Il risotto è il mio piatto forte per quando ho ospiti. A differenza della pasta, che se ti distrai un attimo rischi di farla scuocere o servirla tutta incollata, è abbastanza difficile far venire un risotto cattivo, basta seguire poche semplici indicazioni e la buona riuscita è sicura! Inoltre non crea problemi prepararlo per più persone rispetto a quelle a cui siamo abituati e, mentre mescoliamo, possiamo tranquillamente fare un brindisi con gli ospiti, mentre si godono qualche snack di benvenuto.

Ingredienti per 2 persone:

  • 4 cucchiai di riso a testa
  • 1 scalogno
  • mezzo bicchiere di vino bianco
  • brodo vegetale (poco meno di un litro d’acqua con 1 dado)
  • 2 carciofi
  • pecorino grattugiato ai fori grossi
  • 1 noce di burro
  • un ciuffo di prezzemolo
  • 1 spicchio d’aglio
  • olio evo, sale, pepe

Preparazione:

Iniziare pulendo i carciofi e tagliandoli a julienne. Il procedimento per la pulizia dei carciofi, comprensivo di video esplicativo lo trovate qui.

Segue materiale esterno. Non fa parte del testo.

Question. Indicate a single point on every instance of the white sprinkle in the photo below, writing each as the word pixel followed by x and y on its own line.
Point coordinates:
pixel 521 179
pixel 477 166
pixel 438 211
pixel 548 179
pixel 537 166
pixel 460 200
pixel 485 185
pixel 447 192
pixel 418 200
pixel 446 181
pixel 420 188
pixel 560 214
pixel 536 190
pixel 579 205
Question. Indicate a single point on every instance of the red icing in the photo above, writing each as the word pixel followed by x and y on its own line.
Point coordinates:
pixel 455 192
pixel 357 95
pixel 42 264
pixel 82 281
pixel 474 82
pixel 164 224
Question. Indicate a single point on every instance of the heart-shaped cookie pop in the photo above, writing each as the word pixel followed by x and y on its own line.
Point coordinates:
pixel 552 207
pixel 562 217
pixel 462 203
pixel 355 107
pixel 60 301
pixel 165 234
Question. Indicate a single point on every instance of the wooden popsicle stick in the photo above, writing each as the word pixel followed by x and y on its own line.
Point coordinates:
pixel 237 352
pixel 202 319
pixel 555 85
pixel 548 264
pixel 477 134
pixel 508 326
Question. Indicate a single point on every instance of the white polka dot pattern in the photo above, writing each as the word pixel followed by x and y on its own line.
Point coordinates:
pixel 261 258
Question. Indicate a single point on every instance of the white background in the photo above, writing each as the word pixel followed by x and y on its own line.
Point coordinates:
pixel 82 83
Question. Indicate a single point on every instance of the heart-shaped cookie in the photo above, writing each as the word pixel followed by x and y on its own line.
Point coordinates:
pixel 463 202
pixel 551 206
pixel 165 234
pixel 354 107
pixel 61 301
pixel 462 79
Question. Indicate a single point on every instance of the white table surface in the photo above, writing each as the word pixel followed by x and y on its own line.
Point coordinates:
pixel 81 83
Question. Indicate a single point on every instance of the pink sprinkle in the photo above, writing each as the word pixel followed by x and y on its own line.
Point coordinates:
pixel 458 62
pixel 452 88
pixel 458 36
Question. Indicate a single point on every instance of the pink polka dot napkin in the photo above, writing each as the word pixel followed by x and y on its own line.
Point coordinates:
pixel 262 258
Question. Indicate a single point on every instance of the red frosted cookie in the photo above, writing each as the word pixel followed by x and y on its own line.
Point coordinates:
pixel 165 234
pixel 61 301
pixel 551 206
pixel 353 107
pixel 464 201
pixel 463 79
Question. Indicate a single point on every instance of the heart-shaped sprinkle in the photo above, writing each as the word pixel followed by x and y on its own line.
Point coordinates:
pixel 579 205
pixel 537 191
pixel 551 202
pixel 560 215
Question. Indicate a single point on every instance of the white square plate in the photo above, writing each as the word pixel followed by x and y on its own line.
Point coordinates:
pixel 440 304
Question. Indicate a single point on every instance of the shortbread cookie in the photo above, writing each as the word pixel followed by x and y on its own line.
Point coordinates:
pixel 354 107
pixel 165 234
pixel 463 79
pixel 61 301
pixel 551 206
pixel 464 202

In una padella far soffriggere uno spicchio d’aglio con un filo d’olio, poi unire i carciofi tagliati a julienne (sia cuori che gambi) e saltarli per una decina di minuti, aggiungendo man mano qualche mestolino di brodo vegetale. Una volta cotti, sminuzzarli ulteriormente con un coltello, in modo che risultino ben fini.

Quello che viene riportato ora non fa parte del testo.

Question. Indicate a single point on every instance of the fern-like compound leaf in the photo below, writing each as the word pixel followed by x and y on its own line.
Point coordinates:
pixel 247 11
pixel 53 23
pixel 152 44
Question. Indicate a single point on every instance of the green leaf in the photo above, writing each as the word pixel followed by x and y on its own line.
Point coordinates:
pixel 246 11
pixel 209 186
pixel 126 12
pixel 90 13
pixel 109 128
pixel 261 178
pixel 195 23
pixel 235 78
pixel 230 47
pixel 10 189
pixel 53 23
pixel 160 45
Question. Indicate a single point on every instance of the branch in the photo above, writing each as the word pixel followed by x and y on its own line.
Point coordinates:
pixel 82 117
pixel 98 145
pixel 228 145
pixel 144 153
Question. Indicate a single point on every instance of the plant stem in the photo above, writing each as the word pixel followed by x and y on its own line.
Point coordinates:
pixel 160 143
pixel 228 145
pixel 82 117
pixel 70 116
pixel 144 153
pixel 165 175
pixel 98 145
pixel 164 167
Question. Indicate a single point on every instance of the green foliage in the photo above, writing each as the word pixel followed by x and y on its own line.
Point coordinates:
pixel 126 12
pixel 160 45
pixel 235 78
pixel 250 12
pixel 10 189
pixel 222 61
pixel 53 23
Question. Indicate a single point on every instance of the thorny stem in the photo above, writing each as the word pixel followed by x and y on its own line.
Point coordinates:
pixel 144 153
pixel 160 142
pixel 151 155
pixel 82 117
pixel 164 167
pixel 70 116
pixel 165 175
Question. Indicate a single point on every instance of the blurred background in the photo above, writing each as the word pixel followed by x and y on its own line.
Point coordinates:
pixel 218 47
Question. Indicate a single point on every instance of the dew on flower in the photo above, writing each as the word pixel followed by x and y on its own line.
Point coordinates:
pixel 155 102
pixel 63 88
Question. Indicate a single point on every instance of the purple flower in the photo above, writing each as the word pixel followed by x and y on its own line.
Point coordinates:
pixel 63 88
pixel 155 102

In un altro tegame far appassire lo scalogno tritato finemente con un filo d’olio a fuoco basso.

Aggiungere il riso, farlo tostare per qualche minuto, quindi sfumare con il vino bianco. Una volta evaporato il vino, proseguire la cottura aggiungendo il brodo un mestolino alla volta, fino a finirlo (ci vorranno circa una ventina di minuti). A metà cottura unire anche i carciofi precedentemente cotti.

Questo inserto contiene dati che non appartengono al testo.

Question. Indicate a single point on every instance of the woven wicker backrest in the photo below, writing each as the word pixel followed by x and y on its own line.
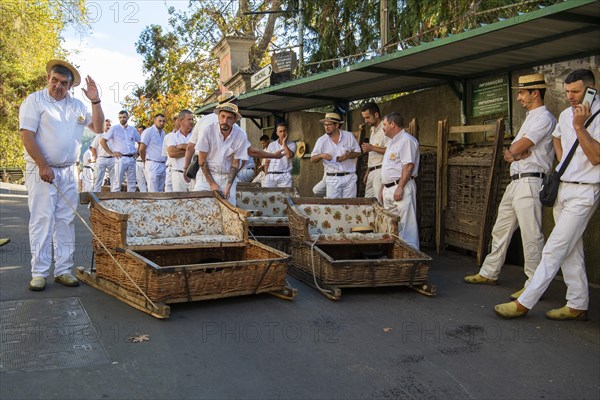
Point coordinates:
pixel 169 217
pixel 330 218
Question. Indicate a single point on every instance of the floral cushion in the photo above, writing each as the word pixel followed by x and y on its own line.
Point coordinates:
pixel 263 204
pixel 194 239
pixel 337 219
pixel 350 236
pixel 169 218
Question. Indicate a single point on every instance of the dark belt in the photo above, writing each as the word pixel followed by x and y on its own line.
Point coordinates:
pixel 581 183
pixel 394 183
pixel 527 175
pixel 338 173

Nella parte finale della preparazione aggiustare eventualmente di sale e mescolare spesso ed energicamente, in modo da favorire la cremosità del risotto.

A cottura ultimata spegnere il fuoco, mantecare con il burro ben freddo e il pecorino grattugiato e completare con una spolverata di prezzemolo tritato. Far riposare qualche minuto, poi distribuire nei piatti e terminare con una macinata di pepe.